This DeepSeek demo shows how good the Chinese AI model is at math and reasoning
- DeepSeek's AI models rival top Silicon Valley offerings, excelling in some complex tasks.
- The models use inference-time compute, breaking queries into smaller, manageable tasks.
- DeepSeek's DeepThink mode shows its thought process, solving challenging math problems.
Chinese AI lab DeepSeek recently released AI models that match or exceed some of Silicon Valley's top offerings.
DeepSeek uses an approach called test-time or inference-time compute, which slices queries into smaller tasks, turning each into a new prompt that the model tackles. Each step requires running a new request, which is known as the inference stage in AI.
Business Insider recently tested one of DeepSeek's models using its DeepThink mode, which shows users every step of its thought process.
We gave the model a multistep math problem that was suggested by Charlie Snell, an AI researcher at UC Berkeley.
Snell said DeepSeek performs well on complex math problems that must be solved by thinking for longer and in stages. The researcher picked problems from the American Invitational Mathematics Examination, a challenging test for high school math whizzes.
"I put questions from that into the DeepSeek model," Snell told BI in an interview. "I read through the chain of thought. It was understandable."
A DeepSeek demo
Here's the math problem Snell suggested for BI's DeepSeek demo: "Find a sequence of +, -, /, * which can be applied to the numbers 7, 3, 11, 5 to get to 24, where each of the given numbers is used exactly once."
BI put that prompt into DeepSeek's chat window on its website. The model responded initially by laying out the challenge ahead.
"Alright, so I've got this problem here: I need to use the numbers 7, 3, 11, and 5, and combine them with the operations of addition, subtraction, multiplication, and division, using each number exactly once, to get to 24," it replied. "At first glance, this seems a bit tricky, but I think with some systematic thinking, I can figure it out."
It then proceeded through multiple steps over roughly 16 pages of discussion that included mathematical calculations and equations. The model sometimes got it wrong, but it spotted this and didn't give up.
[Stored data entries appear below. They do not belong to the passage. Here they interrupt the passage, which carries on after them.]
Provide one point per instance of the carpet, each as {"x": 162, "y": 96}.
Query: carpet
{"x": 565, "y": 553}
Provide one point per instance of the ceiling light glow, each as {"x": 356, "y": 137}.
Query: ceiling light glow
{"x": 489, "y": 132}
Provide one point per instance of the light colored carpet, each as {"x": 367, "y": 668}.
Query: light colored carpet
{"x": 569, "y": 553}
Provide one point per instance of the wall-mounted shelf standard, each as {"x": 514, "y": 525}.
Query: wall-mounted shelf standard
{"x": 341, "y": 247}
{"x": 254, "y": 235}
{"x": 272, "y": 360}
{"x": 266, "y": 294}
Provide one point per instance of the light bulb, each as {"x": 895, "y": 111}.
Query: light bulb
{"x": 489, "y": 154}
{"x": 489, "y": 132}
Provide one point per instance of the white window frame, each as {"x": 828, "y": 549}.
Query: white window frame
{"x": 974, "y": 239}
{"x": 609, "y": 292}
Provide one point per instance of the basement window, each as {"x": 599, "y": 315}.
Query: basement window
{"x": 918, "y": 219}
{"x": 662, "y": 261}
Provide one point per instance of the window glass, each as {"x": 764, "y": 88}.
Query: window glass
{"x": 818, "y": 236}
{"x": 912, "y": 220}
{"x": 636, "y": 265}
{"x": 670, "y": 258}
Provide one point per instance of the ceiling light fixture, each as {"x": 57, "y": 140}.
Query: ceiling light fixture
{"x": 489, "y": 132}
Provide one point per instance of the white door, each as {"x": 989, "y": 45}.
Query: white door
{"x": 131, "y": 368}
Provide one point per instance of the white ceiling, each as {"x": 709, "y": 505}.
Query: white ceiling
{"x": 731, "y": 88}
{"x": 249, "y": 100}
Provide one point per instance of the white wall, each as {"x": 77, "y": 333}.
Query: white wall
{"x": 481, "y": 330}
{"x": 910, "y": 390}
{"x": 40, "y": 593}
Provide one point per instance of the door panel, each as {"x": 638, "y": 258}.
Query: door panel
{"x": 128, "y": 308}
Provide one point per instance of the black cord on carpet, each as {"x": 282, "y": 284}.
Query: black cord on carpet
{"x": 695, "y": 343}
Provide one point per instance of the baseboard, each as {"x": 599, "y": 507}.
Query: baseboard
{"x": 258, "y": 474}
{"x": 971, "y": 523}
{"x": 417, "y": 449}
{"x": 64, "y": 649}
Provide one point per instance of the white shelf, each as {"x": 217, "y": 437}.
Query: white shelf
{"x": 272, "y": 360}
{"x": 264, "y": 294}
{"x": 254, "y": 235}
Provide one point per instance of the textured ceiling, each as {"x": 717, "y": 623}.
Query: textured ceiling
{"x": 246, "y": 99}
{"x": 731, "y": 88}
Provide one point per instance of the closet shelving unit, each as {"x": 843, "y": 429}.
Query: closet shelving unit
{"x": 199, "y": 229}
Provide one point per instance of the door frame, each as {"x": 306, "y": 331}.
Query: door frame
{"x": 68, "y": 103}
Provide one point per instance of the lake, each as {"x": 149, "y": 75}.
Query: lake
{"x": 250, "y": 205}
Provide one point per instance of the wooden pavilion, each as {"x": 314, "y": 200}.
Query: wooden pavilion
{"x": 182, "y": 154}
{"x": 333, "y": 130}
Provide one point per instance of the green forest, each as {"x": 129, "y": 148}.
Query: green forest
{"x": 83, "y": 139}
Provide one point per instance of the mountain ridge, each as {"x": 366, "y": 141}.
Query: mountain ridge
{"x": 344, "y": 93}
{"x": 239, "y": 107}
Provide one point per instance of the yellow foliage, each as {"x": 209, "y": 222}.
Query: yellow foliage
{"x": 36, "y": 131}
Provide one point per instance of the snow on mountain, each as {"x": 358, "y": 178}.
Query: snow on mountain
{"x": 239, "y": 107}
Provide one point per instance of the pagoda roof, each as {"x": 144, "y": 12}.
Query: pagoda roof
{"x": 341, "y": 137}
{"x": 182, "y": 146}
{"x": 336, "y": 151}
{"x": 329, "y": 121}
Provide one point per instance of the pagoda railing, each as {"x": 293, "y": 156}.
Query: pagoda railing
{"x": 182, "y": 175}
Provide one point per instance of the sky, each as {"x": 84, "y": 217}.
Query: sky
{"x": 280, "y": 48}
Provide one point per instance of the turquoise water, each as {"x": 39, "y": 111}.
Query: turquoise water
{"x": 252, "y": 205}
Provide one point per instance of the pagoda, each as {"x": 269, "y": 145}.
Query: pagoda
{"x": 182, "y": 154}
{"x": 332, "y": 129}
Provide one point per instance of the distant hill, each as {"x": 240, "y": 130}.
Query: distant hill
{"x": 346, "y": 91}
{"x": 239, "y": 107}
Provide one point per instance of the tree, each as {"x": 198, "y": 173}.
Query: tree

Instead, it swiftly moved on to try another possible solution, then another.
"Almost got close there with 33 / 7 * 5 ≈ 23.57, but not quite 24. Maybe I need to try a different approach," it wrote at one point.
Later on, the DeepSeek model seemed to catch itself repeating a potential solution.
"Wait, I already did that one," the model wrote. "Okay, maybe I need to consider using division in a different way."
After a few minutes, it found the correct answer.
"You can see it try different ideas and backtrack," Snell said. He highlighted this part of DeepSeek's chain of thought as particularly noteworthy:
"This is getting really time-consuming. Maybe I need to consider a different strategy," the AI model wrote. "Instead of combining two numbers at a time, perhaps I should look for a way to group them differently or use operations in a nested manner."